Reality of Data Mining in the Real Business World
Published on : Saturday 15-08-2020
For businesses, data mining is used to discover patterns and relationships in the data in order to help make better business decisions. Data mining can help spot sales trends, develop smarter marketing campaigns, and accurately predict customer loyalty.
Examples of data mining in real-world business scenarios
Giant corporations and small and midsize businesses (SMBs) in all industries can benefit from data mining. The right data helps companies increase revenue, cut costs, and add customers.
Let's look at some real-world examples of how companies have converted data to dollars.
• The right follow-up strategy helped increase conversions by 40%: Envelopes.com was seeing potential customers routinely leave its website without completing their purchase, and was unsure when to send follow-up emails regarding abandoned carts. An analysis of data patterns revealed that emails sent 48 hours after a prospect left the website returned a higher conversion rate than follow-up emails sent 24 hours later.
• Improvements in product design and marketing drive market share: With most consumers preferring self-treatment for tooth sensitivity pain, a major CPG company wanted to improve the market share of its sensitivity products. The company hired a data analytics firm to mine data from multiple sources including social media and the company's own AWS database. They analyzed over 250,000 customer responses and identified three main factors directly affecting sales using text analytics, regression analysis, and other techniques.
• Market basket analysis: Market basket analysis uses association rules to identify what items will likely be purchased by individual customers. Amazon's recommendation engine mines data from user history, purchased and abandoned carts, wish lists, referral sites, etc. to target customers with product advertisements they're most likely to click on and convert, thus driving sales.
Data mining trends and latest developments
While simple pattern detection and regression techniques have been widely used by businesses for a long time now, the large volume of unstructured data, scattered data sources, and poor data quality have made data mining challenges.

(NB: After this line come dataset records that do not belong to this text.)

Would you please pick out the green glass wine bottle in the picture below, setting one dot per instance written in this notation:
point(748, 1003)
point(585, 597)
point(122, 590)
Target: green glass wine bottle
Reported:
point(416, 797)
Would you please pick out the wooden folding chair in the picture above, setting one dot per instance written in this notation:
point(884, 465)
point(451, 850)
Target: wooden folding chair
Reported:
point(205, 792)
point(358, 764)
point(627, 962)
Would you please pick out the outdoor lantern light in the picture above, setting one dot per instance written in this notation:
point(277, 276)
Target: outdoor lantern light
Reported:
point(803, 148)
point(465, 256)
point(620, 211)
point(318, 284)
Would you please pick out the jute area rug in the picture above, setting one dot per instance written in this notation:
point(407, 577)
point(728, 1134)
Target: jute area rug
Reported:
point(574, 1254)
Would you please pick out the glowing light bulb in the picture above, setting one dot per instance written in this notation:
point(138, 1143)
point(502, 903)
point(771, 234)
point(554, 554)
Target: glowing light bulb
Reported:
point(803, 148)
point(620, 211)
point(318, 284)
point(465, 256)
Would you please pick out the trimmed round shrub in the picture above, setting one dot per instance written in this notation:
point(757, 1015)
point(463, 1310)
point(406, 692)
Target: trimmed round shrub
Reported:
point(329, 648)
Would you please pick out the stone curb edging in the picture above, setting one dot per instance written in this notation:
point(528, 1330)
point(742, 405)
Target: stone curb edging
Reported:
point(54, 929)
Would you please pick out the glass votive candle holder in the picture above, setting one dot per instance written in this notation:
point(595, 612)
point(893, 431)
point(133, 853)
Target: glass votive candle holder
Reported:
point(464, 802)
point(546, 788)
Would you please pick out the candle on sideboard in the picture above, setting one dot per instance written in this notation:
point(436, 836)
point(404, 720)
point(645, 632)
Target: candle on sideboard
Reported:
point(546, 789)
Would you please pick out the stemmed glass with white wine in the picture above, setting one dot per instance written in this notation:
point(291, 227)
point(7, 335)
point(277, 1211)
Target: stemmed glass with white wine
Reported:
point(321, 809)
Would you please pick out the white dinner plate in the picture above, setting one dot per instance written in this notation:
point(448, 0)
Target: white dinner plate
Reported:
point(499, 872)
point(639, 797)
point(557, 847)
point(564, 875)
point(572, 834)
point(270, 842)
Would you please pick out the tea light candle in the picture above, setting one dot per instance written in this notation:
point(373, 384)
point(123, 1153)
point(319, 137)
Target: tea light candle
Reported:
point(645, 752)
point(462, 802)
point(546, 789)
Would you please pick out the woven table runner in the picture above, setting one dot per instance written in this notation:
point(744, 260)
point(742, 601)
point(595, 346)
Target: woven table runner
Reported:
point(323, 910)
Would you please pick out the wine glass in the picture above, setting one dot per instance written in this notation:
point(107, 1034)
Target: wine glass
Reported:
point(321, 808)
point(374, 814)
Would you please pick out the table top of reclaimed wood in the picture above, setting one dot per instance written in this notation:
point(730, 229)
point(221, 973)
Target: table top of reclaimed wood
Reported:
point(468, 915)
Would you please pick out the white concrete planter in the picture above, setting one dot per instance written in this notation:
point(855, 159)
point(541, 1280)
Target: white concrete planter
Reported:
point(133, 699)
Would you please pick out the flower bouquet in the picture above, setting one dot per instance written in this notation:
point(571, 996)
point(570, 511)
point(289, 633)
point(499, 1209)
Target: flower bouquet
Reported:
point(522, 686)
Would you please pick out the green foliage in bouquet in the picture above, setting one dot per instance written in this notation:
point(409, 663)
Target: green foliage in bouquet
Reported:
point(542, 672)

Here are some of the latest data mining trends and developments:
• Big data and multimedia data mining: Data comes in many forms—text data, audio files, images, and videos. Gathering this data, cleaning it, and running models require the latest tools such as text mining or speech analytics software.
• Security and privacy concerns: Data mining by gathering sensitive client details—often without necessary obtaining the necessary approval or sharing rights—has led to increased concerns about data security and privacy. Regulations such as GDPR have reduced the ways in which businesses can use and store consumer data.
• Distributed data mining: As data is stored in multiple locations and devices, sophisticated algorithms are being developed and used to mine data from these locations and generate reports.
• Geographic and spatial data mining: This type of data mining extracts geographic, environment, and astronomical data to reveal insights on topology and distance. This is especially useful for the travel, navigation, and government sectors.
Key data mining software applications include Alteryx, Grepsr, Mozenda, Periscope by Sisense, and RapidMiner among others.